Бьернссон засмеялся.
– Ну, – сказал он, – если благонамеренные чиновники теперь так рассуждают об Иршахчане, – значит, уже и в столице запахло паленым… А почему? Вот господин Айцар превращает технические игрушки – в машины. А тем временем господин Кархтар превращает интеллектуальные игрушки – в идеологию. Две стороны одной медали. И если в Харайне будет революция, то и конечной причиной будут не кархтары, а предприниматели…
Нан тихонько отодвинул в сторону пустую чашку и глядел перед собой, улыбаясь. «Боже мой, что я натворил, – думал он. – Хорошо, если это кофе или та дрянь из покоев первослужителя, – там он тоже был хорош. Плохо, если это дух Ира еще не выветрился из монастыря… Громко, безапелляционно, про Иршахчана – по меньшей мере недоказуемо… Это ж надо! Явился расспросить о монастыре, а стал толковать, что земляне враждебны империи вообще, словно я не землянин…»

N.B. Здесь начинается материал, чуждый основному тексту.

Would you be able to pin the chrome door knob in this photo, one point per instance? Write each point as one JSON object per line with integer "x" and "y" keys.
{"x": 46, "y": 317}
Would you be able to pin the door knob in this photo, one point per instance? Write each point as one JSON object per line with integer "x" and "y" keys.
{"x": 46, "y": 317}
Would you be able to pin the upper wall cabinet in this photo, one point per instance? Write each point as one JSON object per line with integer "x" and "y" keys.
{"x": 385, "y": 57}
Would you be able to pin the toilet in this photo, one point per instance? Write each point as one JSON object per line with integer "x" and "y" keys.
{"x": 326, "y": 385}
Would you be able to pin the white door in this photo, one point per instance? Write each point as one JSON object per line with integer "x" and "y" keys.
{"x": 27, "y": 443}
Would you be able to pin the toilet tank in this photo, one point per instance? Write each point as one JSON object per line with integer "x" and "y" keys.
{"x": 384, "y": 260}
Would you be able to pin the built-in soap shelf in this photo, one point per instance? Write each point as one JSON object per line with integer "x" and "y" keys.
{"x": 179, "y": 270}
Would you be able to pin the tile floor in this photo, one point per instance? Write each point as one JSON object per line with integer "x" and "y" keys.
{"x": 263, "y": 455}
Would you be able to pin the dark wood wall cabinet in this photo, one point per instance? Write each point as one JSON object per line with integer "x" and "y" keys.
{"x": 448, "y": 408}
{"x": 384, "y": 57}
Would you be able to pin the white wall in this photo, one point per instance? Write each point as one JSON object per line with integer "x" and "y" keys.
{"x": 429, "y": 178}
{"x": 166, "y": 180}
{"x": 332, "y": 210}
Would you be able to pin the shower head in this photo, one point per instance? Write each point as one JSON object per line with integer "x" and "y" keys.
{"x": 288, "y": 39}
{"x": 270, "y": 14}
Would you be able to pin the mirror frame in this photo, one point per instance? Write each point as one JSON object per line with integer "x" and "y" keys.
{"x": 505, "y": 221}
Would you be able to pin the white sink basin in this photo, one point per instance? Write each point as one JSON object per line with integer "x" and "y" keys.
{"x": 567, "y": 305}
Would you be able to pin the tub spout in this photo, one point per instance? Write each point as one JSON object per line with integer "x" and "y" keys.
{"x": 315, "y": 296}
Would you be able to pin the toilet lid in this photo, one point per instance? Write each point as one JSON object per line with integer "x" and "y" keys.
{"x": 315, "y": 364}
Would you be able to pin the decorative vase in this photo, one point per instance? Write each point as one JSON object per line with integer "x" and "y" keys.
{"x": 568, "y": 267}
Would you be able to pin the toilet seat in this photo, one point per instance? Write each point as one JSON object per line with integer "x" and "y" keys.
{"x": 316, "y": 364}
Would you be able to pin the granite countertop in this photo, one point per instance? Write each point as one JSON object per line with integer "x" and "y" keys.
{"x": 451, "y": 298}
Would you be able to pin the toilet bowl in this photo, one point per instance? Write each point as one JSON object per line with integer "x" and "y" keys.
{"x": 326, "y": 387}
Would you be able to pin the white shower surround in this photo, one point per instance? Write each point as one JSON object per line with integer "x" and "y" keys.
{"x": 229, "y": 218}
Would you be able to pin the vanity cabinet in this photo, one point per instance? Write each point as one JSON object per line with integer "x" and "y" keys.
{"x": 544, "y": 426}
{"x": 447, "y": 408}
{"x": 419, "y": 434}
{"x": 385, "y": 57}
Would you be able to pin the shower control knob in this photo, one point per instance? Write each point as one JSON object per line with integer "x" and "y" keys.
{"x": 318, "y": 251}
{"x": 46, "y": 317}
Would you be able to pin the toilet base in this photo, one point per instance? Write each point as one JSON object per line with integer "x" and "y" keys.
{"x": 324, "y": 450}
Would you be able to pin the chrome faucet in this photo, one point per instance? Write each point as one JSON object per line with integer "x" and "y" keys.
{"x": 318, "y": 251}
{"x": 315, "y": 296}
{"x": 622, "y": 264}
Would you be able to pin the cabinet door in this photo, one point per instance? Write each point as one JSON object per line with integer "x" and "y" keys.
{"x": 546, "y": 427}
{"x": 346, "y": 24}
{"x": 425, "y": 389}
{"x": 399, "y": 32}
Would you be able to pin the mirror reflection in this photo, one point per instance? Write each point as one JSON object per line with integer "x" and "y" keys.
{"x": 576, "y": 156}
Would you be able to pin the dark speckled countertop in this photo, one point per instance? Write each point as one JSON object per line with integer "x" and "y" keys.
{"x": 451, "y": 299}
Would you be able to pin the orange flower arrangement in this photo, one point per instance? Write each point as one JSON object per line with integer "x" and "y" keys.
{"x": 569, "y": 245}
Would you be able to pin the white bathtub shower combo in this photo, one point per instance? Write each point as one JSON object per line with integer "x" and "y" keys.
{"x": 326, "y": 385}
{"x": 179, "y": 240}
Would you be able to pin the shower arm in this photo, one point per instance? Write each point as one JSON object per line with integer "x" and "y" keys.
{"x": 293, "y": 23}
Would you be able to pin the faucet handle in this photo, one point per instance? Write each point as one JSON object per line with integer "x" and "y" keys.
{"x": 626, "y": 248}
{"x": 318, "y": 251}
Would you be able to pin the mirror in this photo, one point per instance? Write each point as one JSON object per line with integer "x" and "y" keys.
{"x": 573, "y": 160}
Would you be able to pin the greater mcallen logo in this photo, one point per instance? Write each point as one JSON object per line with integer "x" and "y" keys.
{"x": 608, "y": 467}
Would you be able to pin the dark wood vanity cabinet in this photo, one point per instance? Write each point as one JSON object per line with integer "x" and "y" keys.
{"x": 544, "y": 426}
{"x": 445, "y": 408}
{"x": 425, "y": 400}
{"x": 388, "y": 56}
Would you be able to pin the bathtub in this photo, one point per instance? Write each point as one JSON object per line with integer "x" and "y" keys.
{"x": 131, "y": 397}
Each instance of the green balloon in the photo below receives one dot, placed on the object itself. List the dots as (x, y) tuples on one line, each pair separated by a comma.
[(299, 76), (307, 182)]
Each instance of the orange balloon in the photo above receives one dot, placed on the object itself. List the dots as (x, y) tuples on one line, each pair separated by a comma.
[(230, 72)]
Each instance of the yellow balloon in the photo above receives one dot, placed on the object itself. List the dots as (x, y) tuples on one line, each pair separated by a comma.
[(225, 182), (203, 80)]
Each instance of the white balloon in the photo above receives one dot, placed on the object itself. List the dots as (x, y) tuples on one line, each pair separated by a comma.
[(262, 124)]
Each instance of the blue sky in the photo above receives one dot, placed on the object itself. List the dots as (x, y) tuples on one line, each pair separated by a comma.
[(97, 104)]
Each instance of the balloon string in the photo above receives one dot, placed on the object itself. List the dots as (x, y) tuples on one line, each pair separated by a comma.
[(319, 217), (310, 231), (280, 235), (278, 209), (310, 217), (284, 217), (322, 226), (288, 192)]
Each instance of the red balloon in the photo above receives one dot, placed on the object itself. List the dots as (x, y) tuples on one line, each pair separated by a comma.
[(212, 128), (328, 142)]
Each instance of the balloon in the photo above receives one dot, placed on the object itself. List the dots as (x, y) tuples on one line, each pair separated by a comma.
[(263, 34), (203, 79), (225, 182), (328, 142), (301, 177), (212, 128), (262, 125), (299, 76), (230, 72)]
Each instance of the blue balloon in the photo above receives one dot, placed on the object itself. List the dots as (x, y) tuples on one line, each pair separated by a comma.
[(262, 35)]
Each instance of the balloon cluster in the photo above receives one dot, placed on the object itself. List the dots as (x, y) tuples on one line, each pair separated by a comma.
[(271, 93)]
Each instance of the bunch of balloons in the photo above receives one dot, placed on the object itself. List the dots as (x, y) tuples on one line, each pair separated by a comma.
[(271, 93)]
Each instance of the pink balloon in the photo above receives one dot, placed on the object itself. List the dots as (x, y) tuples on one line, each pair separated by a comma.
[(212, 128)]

– Берегитесь, Стрейтон, – сказал Бьернссон. – Я ведь тоже немножко понимаю, что такое Вея и ее, с позволения сказать, правосудие. Вы ведь не будете объективным следователем, даже если очень захотите. Вы просто забыли, что это такое. Только следовать вы будете не чьим-то вышестоящим указаниям, а своим собственным предубеждениям. Во всякой естественной катастрофе вам захочется найти вредительство, и среди мнимых заговоров вы упустите настоящий. Тем временем истекут отпущенные нам пять дней, и уж что начнется дальше… – Бьернссон развел руками и замолчал.
Нан стал откланиваться, вежливо и равнодушно… «Ничего-то он мне теперь не скажет про монастырь, – думал он, – так и будет учить, как жить».
В самый разгар дневной жары, когда весь Верхний Город попрятался в каменных комнатах и казенных садах, в судебную управу явился господин Айцар. На его дорогом шелковом платье не было никаких знаков различия, и только белые замшевые сапожки, шитые в четыре шва, были разукрашены золотыми кувшинками – узор, покрой и цвет, не полагавшийся мелким чиновникам. Господин Шаваш, столичный чиновник, секретарь инспектора по особо важному делу, низко поклонился господину Айцару, интенданту мелкого горном округа в провинции Харайн.
Господин Шаваш, столичный чиновник пятого ранга, выразил глубокое удовлетворение состоявшимся знакомством с чиновником второго ранга. Господин Шаваш бросил все дела и пошел с господином Айцаром в сад, где они некоторое время гуляли, распространяя вокруг себя благоухание. Ибо дорожки в саду были засажены мятой и тимьяном, которых природа устроила так, что они благоухают, когда в саду на них наступает нога чиновника. Господин Айцар похлопал молодого человека по плечу и пошутил, выказывая осведомленность о вчерашней сцене при беседки. Но, узнав, что господин Нан уже вернулся из монастыря и отправился к наместнику, заскучал и стал прощаться.